Tony Peszneker

Personal information
- Date of birth: February 11, 1958 (age 67)
- Place of birth: Calgary, Alberta, Canada
- Height: 1.75 m (5 ft 9 in)
- Position: Defender

Youth career
- 1977–1980: Midwestern State

Senior career*
- Years: Team / Apps / (Gls)
- 1980–1981: Minnesota Kicks / 42 / (5)
- 1983: Edmonton Eagles / ? / (0)
- 1982–1985: Wichita Wings (indoor) / 103 / (5)
- 1987: Edmonton Brick Men / 20 / (1)
- 1987–1988: Memphis Storm (indoor)
- 1990–1995: Minnesota Thunder

= Tony Pesznecker =

Canadian soccer player

Tony Peszneker (born February 11, 1958) is a former Canadian professional soccer player.
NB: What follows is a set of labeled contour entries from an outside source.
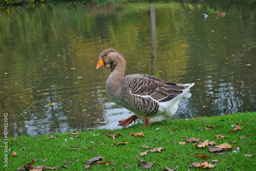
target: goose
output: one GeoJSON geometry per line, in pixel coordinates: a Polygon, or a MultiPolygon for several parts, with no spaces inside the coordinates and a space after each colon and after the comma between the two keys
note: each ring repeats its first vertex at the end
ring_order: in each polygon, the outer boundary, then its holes
{"type": "Polygon", "coordinates": [[[205,12],[205,14],[203,14],[203,18],[207,18],[208,17],[207,12],[205,12]]]}
{"type": "Polygon", "coordinates": [[[218,11],[215,11],[215,13],[217,13],[217,15],[225,15],[225,14],[226,14],[225,12],[218,12],[218,11]]]}
{"type": "Polygon", "coordinates": [[[122,53],[113,49],[99,55],[96,67],[110,68],[106,83],[109,98],[134,113],[118,125],[126,126],[139,118],[144,126],[170,119],[176,112],[182,98],[189,98],[190,88],[195,83],[179,84],[165,81],[146,74],[126,75],[127,64],[122,53]]]}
Peszneker played professionally for both the Minnesota Kicks of the North American Soccer League and the Minnesota Thunder of the USL. He also played for the Edmonton Eagles and Edmonton Brick Men in professional outdoor leagues and Wichita Wings and Memphis Storm in professional indoor leagues. Peszneker was inducted into the Thunder Hall of Fame in 1996. Currently, he is the girls soccer coach at Wayzata High School in Wayzata, Minnesota, where he was named one of the National Soccer Coaches Association of America coaches of the year in 2003 and recently got his 500th win.